# Silicon Oasis - live there or commute to?



## SunshineAhoy (Apr 29, 2011)

Hi all,

Might be taking up a job offer working for a business based in Silicon Oasis, starting in June. I have the option of free accomodation (1 bed apt) in Silicon Oasis (which I guess is where most of my colleagues will be) or a housing allowance. 

Just wondering what anyone's thoughts would be about living and working in Silicon Oasis vs. commuting there from somewhere more central in Dubai.

For example what might the commute time be to Silicon Oasis from say somewhere like Jumeirah? 

Are there things to do in DSO, I have read there is a gym, any further info?
Restaurants/ Bars?

How much might a taxi cost back from a night in Dubai back to Silcion Oasis?

Any thoughts welcome.

Thanks in advance.


----------



## Confiture (Jan 9, 2011)

Hi there,

We've just arrived in Dubai (Me + wife & 2 young children). Silicon Oasis is on our menu of places to live, and having visited a couple of times, our impression is that it's very much unfinished and more a suburban residential area crossed with an enterprise park.

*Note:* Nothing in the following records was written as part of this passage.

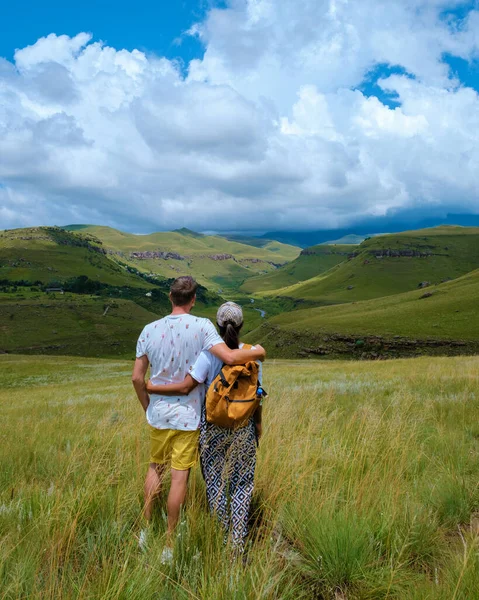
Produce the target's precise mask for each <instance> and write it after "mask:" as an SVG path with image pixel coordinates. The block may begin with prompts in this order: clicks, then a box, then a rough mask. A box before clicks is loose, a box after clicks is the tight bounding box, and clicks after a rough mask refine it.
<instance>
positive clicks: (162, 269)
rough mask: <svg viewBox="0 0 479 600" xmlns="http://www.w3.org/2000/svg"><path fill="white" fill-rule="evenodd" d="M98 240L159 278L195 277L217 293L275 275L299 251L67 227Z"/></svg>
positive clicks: (291, 246)
mask: <svg viewBox="0 0 479 600" xmlns="http://www.w3.org/2000/svg"><path fill="white" fill-rule="evenodd" d="M65 229H68V230H75V231H79V230H80V231H81V232H82V233H88V234H91V235H94V236H95V237H97V238H98V239H100V240H101V241H102V243H103V245H104V246H105V248H107V249H108V251H109V252H111V253H112V256H114V257H117V259H118V260H121V261H123V262H125V263H127V264H129V265H131V266H134V267H135V268H136V269H138V270H140V271H143V272H145V273H150V274H154V275H157V276H161V277H177V276H178V275H179V274H191V275H193V276H194V277H195V279H197V280H198V281H199V282H200V283H201V284H202V285H205V286H206V287H208V288H211V289H214V290H217V291H219V290H223V291H225V290H226V291H232V290H236V289H237V288H238V287H239V286H240V285H241V284H242V283H243V281H245V280H246V279H248V278H250V277H253V276H255V275H258V274H265V273H269V272H270V271H274V270H275V269H276V268H277V267H278V266H280V265H282V264H284V263H286V262H288V261H291V260H293V259H294V258H296V257H297V256H298V254H299V252H300V249H299V248H297V247H295V246H288V245H287V244H282V243H280V242H276V241H267V243H265V244H264V245H263V246H262V247H256V246H253V245H250V244H245V243H240V242H236V241H232V240H229V239H226V238H224V237H221V236H217V235H202V234H198V233H196V232H192V231H190V230H188V229H180V230H176V231H169V232H158V233H151V234H148V235H135V234H131V233H125V232H122V231H118V230H116V229H112V228H111V227H101V226H94V225H85V226H79V225H69V226H67V227H66V228H65Z"/></svg>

If you are a single guy on your own looking for nighlife, I would say live elsewhere. Commute time would be around 45 minutes based on our journeys there and back either from the Bur Dubai area or Jumeirah.

Happy for those with more experience to say otherwise, but that's our impression at this stage.


----------



## Jumeirah Jim (Jan 24, 2011)

You will have a very quiet life living in Silicon Oasis. Better to stay more centrally if that isn't for you. 45 minutes sounds too much for the trip from Jumeirah or Bur Dubai. 30 minutes max I'd think. Cost would, at a guess, be around AED 70-80.


----------



## Amtmann (May 9, 2012)

Hi folks. Hope it's OK to bump this thread rather than start a new one.

I have been offered a position by an IT company in Dubai. Initially I thought I'd be working near Palm Jumeira, which sounded cool. But last Thursday they told me that actually, I'd be working and living in Silicon Oasis. 

The last post in this thread was made over a year ago. Has Silicon Oasis changed much since then?

I'm 29, European, and if I move to Dubai, I want to enjoy the ex-pat scene and meet lots of new and interesting people. If I live and work in Silicon Oasis, will I be cut off from everyone? 

What are the public transport links to Dubai City Center like? 

Are the apartments there new, well-built, and do they come with a gym and pool?

Must admit, my excitement at my move to Dubai has been severely deflated since I found out I won't be based near Jameira.


----------